Haïti a marqué, ce jeudi, le 222e anniversaire de sa proclamation d’Indépendance à travers une cérémonie officielle organisée à la Villa d’Accueil, à Port-au-Prince. Le Premier ministre, Alix Didier Fils-Aimé, y a pris part aux côtés du président du Conseil présidentiel de transition, Laurent Saint-Cyr, et des conseillers-présidents, en présence de plusieurs hauts responsables de l’État.
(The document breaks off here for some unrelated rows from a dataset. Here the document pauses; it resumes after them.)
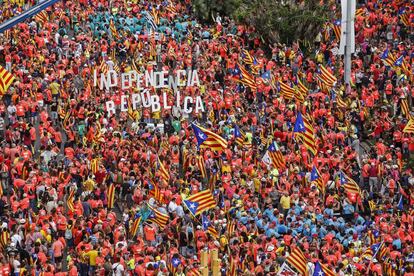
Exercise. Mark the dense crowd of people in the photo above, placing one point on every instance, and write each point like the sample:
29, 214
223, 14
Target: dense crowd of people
61, 154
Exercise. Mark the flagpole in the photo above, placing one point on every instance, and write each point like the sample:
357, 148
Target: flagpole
349, 42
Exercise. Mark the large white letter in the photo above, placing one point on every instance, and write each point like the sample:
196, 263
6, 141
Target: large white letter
194, 79
178, 99
165, 81
186, 100
124, 103
172, 84
155, 102
149, 79
165, 100
105, 82
199, 105
178, 81
110, 108
135, 99
113, 78
139, 80
146, 102
125, 81
95, 78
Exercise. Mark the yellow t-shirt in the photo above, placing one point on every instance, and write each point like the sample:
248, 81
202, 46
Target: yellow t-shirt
92, 256
54, 87
89, 184
285, 202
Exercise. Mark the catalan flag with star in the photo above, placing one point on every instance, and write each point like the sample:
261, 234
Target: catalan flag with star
297, 260
157, 217
317, 179
303, 129
200, 202
6, 79
208, 139
327, 77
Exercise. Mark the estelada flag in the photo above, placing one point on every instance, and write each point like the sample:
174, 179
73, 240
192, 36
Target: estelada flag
6, 79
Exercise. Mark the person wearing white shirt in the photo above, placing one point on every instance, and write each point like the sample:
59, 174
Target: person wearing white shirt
118, 269
172, 206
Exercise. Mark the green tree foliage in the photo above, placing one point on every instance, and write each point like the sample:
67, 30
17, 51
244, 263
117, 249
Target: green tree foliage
277, 21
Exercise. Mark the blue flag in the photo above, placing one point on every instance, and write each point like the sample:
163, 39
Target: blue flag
314, 174
199, 134
318, 270
205, 222
175, 262
399, 61
400, 205
266, 75
299, 124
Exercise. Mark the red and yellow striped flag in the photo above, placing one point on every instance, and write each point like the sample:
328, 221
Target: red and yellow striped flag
404, 108
201, 164
42, 17
70, 200
4, 238
111, 196
327, 77
297, 260
95, 165
6, 79
134, 227
112, 27
409, 128
286, 91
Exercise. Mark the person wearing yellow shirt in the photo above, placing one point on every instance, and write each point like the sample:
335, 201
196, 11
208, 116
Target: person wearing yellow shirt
285, 203
89, 184
54, 88
92, 255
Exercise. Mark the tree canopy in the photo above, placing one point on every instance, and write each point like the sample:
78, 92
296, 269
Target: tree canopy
275, 21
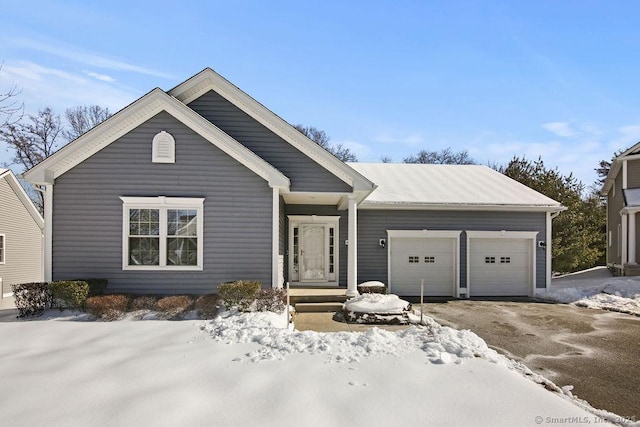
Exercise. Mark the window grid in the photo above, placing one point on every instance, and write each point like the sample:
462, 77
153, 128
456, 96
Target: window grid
162, 233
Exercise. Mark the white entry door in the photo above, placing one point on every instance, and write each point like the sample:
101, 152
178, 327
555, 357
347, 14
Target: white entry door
313, 249
313, 252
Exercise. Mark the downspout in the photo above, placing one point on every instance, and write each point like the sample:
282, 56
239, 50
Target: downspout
549, 248
47, 192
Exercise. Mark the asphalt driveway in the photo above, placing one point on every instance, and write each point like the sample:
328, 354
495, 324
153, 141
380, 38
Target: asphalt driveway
598, 352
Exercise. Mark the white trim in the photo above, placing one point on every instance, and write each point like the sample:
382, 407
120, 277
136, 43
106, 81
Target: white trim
352, 249
163, 204
511, 235
48, 232
458, 207
208, 80
428, 234
133, 116
3, 252
330, 221
22, 195
275, 240
163, 148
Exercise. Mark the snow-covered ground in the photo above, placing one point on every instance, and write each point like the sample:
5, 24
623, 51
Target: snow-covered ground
609, 293
251, 369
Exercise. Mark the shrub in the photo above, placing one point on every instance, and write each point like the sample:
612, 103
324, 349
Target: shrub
174, 307
271, 300
207, 305
31, 299
240, 294
144, 303
69, 294
372, 288
107, 307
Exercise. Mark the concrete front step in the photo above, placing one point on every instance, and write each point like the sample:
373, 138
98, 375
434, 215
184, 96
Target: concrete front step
318, 307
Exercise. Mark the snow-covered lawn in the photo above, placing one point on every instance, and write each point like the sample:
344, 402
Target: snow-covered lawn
614, 293
246, 370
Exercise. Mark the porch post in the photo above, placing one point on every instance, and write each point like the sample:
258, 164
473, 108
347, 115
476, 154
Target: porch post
625, 239
48, 232
632, 237
275, 240
352, 249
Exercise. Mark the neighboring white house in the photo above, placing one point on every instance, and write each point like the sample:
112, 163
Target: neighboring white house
21, 235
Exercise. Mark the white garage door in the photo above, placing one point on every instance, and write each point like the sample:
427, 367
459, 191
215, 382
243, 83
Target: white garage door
414, 259
500, 267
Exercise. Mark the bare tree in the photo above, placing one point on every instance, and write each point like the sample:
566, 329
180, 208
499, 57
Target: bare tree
33, 141
83, 118
442, 157
11, 110
322, 139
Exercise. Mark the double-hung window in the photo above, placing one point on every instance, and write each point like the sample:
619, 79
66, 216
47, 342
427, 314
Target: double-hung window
162, 233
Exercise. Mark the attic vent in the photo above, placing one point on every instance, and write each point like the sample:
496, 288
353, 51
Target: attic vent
164, 148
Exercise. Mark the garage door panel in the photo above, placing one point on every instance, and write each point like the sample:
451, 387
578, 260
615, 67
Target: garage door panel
500, 267
428, 259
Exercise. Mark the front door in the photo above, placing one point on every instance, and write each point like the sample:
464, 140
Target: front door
313, 249
313, 263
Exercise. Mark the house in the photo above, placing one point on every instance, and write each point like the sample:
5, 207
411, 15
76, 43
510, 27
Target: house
622, 189
21, 235
200, 185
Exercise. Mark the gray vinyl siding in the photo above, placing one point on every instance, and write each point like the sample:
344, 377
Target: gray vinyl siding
23, 241
633, 174
615, 203
88, 214
343, 230
373, 226
304, 173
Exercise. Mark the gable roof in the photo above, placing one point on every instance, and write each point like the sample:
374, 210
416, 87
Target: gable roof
134, 115
630, 154
208, 79
452, 187
13, 182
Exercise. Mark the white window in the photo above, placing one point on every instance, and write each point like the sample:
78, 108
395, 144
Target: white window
162, 233
164, 148
3, 248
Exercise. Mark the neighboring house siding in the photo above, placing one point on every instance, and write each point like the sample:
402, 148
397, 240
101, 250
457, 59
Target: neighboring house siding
23, 241
615, 203
304, 173
87, 225
373, 225
343, 230
633, 174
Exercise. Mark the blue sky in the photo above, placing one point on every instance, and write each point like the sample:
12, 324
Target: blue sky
556, 79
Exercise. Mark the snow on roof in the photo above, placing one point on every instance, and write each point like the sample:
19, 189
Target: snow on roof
447, 186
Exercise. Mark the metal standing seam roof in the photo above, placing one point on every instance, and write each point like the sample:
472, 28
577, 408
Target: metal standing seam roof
448, 185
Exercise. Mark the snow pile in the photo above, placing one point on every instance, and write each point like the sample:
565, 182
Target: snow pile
440, 344
620, 294
377, 304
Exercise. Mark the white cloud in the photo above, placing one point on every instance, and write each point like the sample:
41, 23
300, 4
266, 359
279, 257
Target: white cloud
86, 58
101, 77
562, 129
50, 87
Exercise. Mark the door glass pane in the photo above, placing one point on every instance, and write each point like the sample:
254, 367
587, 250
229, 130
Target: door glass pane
313, 252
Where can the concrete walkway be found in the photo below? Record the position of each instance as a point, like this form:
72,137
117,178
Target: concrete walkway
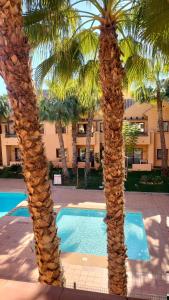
17,261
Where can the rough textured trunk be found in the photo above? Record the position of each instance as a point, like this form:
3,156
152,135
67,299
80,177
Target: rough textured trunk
111,74
62,150
88,144
74,149
15,70
164,163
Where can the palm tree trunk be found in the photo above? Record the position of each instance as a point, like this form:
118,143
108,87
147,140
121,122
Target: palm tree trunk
62,150
164,165
15,70
74,149
111,75
88,144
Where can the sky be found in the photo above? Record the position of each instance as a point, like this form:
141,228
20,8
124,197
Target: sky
36,61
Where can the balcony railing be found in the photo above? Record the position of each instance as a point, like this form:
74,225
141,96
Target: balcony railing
83,134
10,134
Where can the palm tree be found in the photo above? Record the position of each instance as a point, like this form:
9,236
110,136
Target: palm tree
110,16
16,72
153,24
142,71
55,110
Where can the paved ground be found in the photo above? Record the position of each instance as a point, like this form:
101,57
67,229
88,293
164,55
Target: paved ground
17,251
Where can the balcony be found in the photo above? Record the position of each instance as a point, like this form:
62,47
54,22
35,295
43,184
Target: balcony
143,139
10,134
83,134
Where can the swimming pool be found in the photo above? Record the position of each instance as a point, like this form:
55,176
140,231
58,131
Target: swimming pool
83,231
9,200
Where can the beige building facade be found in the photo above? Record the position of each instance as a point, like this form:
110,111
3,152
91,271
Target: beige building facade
145,156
Une fois encore, les autorités n’ont pas pu se rendre aux Gonaïves, ville historique où fut proclamée l’Indépendance le 1er janvier 1804. Depuis plusieurs années, l’insécurité persistante empêche l’État haïtien d’y organiser les cérémonies officielles, révélant les limites du contrôle territorial et les défis majeurs auxquels font face les institutions publiques en matière de sécurité.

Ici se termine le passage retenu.